The only problem was that I really didn’t know anything about teaching English. Grammar was a mystery to me and I had no idea how to use the phonetic alphabet and teach pronunciation. Someone had recommended a course book, so before each lesson I would frantically read through the teacher’s manual then stand in front of the class and wing it. Once again I felt like a fraud, but no one noticed and my salary doubled!

I became a big fish in a small pond and this gave me a certain self-assurance and bravado. From behind my image as the respectable, fresh-faced Englishman - the professional teacher whose integrity, character and knowledge could be trusted and relied upon - an altogether wilder side kicked in. I initiated an affair with a married woman who was a member of the committee who employed me. Had people known, I would have lost my job and quite likely been assailed by an enraged and jealous husband. But there was more. At the same time, I was having another secret liaison with an English teacher working in a nearby town.

As with Tiger Woods, there was an enormous disparity between the appearance and the reality. The only difference between him and me was that I got away with it. I was not found out!

As I acknowledged my own duplicitous, devious and unethical behaviour as a young man, my judgements about Tiger Woods waned. Looking honestly at my own buried selves gave me an appreciation of what he had had to disown in order to present himself as a squeaky clean, super sportsman. How would I have felt if people had realised what I was up to and accused me of being “arrogant”, a “fraud” and a “fake”? Although it would have been extremely painful for me, it would not have been an international news story. The lurid details of Tiger Woods’ liaisons made media headlines around the world. I empathised with how vulnerable he must be feeling.

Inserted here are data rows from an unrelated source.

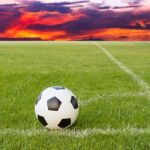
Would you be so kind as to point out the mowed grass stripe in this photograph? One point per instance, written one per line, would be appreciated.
(144, 86)
(76, 133)
(98, 97)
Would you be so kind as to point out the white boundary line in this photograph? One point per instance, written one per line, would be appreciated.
(144, 86)
(76, 133)
(89, 132)
(105, 96)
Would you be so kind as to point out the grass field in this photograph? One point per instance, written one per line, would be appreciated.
(111, 80)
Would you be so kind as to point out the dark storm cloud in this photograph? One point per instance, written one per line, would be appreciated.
(94, 19)
(8, 15)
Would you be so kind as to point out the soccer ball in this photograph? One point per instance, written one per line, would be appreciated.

Often professionals such as sportsmen, teachers, politicians, bankers, priests, doctors, lawyers and therapists have to hide their vulnerability and bury “unacceptable” parts of their personality in order to maintain their image and status. This earns them kudos and/or cash and keeps them secure. However, sometimes the hold of the primary selves slips and the disowned material breaks through in highly charged and negative ways.

The theory of the Psychology of Selves tells us that if we identify with certain selves and allow them to unconsciously run our lives, of necessity we will disown their opposites. And there is a price to pay. The longer and more deeply we bury them, the more likely they will cause us grief when they show up in our lives. This is especially so with our instinctual energies. Our task is to understand and honour every aspect of what makes us human and to find a conscious balance between all the many competing parts of our psyche.

The Ancient Greeks understood this very well and described it in their mythology. They knew that an offering had to be placed at the altar of every god and goddess. You could have your favourites - for example Apollo, the god of the mind. But if you left the opposite god out - in this case Dionysius, the god of wine and revelry - it was he that attacked you. It is the disowned energy that kills us - as Tiger Woods has discovered to his cost.

Whilst I don’t condone Tiger Woods’ behaviour, I am grateful to him. Exploring my initial judgements has allowed me to uncover and integrate some of my own shadow material. As I do this I no longer feel the need to condemn him in such a visceral, holier-than-thou way. As the saying has it, “There but for the grace of God go I.”